Pengguna wajib rehab

Tak ada yang salah dengan perbedaan konsekuensi hukum antara Rifat, Rizki, dan Tessa. Bahkan, dari kasus ini kita seharusnya bisa kembali mengingat amanat UU tentang kewajiban rehabilitasi bagi pengguna narkoba.

UU 35/2009 tentang Narkotika secara jelas berbunyi: Korban penyalahgunaan narkotika wajib rehabilitasi medis dan rehabilitasi sosial.

Amanat UU tersebut sejatinya jelas, bahwa pecandu dan pengguna narkoba adalah korban. Dan tempat mereka, seharusnya di panti rehabilitasi, bukan di penjara.

Lagipula, menempatkan pengguna narkoba di penjara tak pernah membuat pengguna narkoba lebih baik. Selain memperparah kondisi pengguna, pemenjaraan juga akan membebani penjara-penjara yang sudah kelebihan kapasitas.

Catatan Kementerian Hukum dan HAM (Kemenkum HAM) menunjukkan narapidana kasus narkoba sebagai orang yang mendominasi penjara. Secara nasional, data Kemenkum HAM pada akhir 2018 mencatat kelebihan kapasitas lapas-lapas di Indonesia mencapai angka 203 persen.

Pada tahun itu, Kemenkum HAM mencatat jumlah penghuni lapas sebanyak 256.273 orang, meningkat 24.197 orang dibanding tahun sebelumnya.
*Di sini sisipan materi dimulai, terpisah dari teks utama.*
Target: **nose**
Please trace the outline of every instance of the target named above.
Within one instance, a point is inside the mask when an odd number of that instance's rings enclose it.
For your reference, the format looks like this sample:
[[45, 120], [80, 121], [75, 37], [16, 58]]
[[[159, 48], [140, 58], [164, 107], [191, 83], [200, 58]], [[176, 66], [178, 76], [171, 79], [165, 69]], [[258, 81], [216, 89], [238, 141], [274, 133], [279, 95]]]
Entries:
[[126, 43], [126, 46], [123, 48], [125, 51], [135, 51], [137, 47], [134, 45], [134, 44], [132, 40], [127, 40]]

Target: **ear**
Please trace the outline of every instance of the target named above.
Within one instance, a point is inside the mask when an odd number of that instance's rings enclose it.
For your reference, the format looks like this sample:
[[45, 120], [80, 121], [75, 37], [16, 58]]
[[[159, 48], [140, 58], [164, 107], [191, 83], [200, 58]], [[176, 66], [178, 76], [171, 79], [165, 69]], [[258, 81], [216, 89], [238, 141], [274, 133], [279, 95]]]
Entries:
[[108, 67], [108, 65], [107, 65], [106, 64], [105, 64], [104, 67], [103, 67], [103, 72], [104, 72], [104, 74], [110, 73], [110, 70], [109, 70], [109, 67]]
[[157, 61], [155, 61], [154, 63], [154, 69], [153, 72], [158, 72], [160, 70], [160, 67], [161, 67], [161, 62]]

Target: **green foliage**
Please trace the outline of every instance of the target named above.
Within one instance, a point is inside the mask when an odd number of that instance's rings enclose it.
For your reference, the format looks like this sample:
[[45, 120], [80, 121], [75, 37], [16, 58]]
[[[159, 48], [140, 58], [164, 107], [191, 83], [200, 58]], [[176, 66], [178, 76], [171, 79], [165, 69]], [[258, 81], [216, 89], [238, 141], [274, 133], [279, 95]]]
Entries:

Padahal, rata-rata lapas di Tanah Air hanya bisa menampung 126.164 narapidana.

Dipecah ke dalam kasus-kasus kejahatannya, pembengkakan jumlah narapidana terbanyak masih terjadi pada kasus narkoba, di mana 74.037 bandar dan 41.252 pengguna narkoba dijebloskan ke dalam penjara.

Mungkin ini waktunya menegakkan amanat UU: menyelamatkan pengguna narkoba, bukan menghukum mereka.